Commentary on successful use of Trafficking Victims Protection Reauthorization Act in case of forced labour claims against US construction cos. in Qatar

"Court Allows Claims of Forced Labor to Build World Cup Stadiums", 30 July 2025

On June 26, 2025, in F.C. v. Jacobs Solutions Inc., Magistrate Judge Cyrus Y. Chung (District of Colorado) partly granted and partly denied a motion to dismiss claims against U.S. companies under the Trafficking Victims Protection Reauthorization Act (TVPRA) alleging their participation in a venture that used forced labor to build stadiums in Qatar for the 2022 World Cup...

The plaintiffs, Filipino migrant workers, helped build five stadiums in Qatar, allegedly under conditions that constituted forced labor. The defendant companies, a U.S. engineering firm and its subsidiaries, were not the contractors. Rather, the defendants were hired to manage the contractors and to ensure that they followed proper labor standards...

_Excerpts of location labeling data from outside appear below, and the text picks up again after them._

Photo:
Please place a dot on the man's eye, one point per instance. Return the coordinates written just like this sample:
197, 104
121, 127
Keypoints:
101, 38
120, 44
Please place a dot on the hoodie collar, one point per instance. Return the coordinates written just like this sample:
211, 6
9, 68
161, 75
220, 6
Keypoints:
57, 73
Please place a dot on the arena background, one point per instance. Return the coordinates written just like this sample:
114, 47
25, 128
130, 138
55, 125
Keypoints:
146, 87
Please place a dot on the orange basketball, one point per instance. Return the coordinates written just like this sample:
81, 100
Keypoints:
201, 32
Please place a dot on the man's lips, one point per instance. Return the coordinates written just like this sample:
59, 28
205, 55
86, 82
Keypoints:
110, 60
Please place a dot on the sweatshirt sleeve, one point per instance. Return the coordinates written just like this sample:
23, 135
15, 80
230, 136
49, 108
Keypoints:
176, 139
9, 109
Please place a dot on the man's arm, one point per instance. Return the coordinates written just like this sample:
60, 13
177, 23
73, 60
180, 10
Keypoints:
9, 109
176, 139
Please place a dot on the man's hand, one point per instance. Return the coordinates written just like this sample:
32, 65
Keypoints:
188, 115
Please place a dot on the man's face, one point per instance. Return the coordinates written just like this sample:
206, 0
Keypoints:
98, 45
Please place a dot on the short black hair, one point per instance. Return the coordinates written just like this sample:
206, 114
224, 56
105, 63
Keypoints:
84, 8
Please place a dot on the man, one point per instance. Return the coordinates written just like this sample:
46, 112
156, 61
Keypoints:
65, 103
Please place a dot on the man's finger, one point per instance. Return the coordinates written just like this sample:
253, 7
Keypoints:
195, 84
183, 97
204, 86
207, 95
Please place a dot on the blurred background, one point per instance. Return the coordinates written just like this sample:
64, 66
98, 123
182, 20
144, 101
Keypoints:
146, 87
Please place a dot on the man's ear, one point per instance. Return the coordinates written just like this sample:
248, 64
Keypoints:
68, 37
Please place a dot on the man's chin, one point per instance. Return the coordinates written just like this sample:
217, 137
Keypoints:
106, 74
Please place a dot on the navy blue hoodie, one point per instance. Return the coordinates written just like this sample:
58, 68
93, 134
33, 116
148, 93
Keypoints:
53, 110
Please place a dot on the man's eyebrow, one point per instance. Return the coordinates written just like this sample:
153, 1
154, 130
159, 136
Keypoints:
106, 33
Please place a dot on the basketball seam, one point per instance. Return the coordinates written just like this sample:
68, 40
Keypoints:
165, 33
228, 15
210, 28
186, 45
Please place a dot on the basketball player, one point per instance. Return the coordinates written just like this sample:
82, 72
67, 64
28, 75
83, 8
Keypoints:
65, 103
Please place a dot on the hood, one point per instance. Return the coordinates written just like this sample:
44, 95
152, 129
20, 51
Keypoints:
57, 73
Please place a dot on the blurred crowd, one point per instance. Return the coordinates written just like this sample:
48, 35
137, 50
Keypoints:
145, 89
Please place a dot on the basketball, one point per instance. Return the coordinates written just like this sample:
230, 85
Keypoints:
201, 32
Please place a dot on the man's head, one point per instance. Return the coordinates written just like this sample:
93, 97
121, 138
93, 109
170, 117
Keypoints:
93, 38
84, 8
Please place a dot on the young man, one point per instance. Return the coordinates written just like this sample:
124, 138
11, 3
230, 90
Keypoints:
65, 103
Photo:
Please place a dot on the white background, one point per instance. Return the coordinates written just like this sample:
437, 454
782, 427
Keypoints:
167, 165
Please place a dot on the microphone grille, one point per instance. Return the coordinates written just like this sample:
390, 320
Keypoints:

... The TVPRA was first enacted in 2000, adding crimes of forced labor, human trafficking, and sex trafficking to a chapter of the federal criminal code with various slavery offenses. In 2003, Congress created a civil cause of action, allowing victims of the three new crimes to sue perpetrators for damages...

...Congress expanded the extraterritorial application of the TVPRA, expressly providing in § 1596(a) that six of its criminal offenses, including slavery, forced labor, human trafficking, and sex trafficking apply extraterritorially when “an alleged offender” is a U.S. national, U.S. permanent resident, or otherwise present in the United States...

...Judge Chung dismissed some of the defendants for lack of personal jurisdiction and some of the claims as impermissibly extraterritorial. But critically, he allowed claims for benefiting from forced labor under § 1589(b) to move forward against some defendants...

... The TVPRA covers only some kinds of human rights claims. But human trafficking and forced labor remain significant problems around the world. By allowing civil claims against companies in the United States that knowingly benefit from forced labor abroad, the TVPRA provides a powerful tool for corporate accountability in this important area.